The military government also announced that witness testimony linked illegal arms to Jakrapob Penkair, a self-exiled former aide of Thaksin and co-founder of the main Red Shirt group formed in opposition to the 2006 coup in Thailand.
Earlier the same week, Jakrapob co-founded a new anti-military group, the first to actively oppose the current military takeover, the Organisation of Free Thais for Human Rights and Democracy (FT-HD). The weapons charge against him was “a fabrication”, the FT-HD said in a statement.
Charupong Ruangsuwan, former head of the ousted pro-Thaksin Pheu Thai party and leader of this new organisation, told Al Jazeera that weapons allegations were an attempt by the military to tarnish the FT-HD as an illegal armed group in the eyes of the rest of the world.
“They have accused Jakrapob without even trying to come up with any kind of credible evidence,” he wrote in an email from an unknown location overseas.
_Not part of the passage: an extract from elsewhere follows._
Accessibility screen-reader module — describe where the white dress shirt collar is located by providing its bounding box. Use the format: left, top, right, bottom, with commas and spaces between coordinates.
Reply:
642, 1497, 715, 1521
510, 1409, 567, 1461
Controlling ‘grey industries’
The military government’s ongoing crackdown on illegal activity achieves a number of political goals, said Kan from the Siam Intelligence Unit. The wide-reaching campaign offers the country’s new rulers credibility after the coup, and allows the army to go after long-standing enemies while bringing unruly sectors of society under state control.
“This military government thinks the underground economy is a source of political problems. Their goal is to wipe out and control grey industries,” said Kan.
So far, the crackdown on vice appears to be popular among Thais, albeit in a media environment restricted by new military controls and government threats against editors. A survey conducted earlier this month by Suan Dusit Poll found 93.5 percent of respondents said they enjoyed a better home life since the military takeover, because they no longer worry about the safety of their family.
But not everyone is convinced such strong support for the new government will last.
Chuwit Kamolvisit, a former massage parlour tycoon who ran an anti-corruption movement until the coup effectively banned party politics, said people will soon lose faith in the military government when they see the abuses that accompany its policies.
“This is the honeymoon period,” he said. “Every government has one.”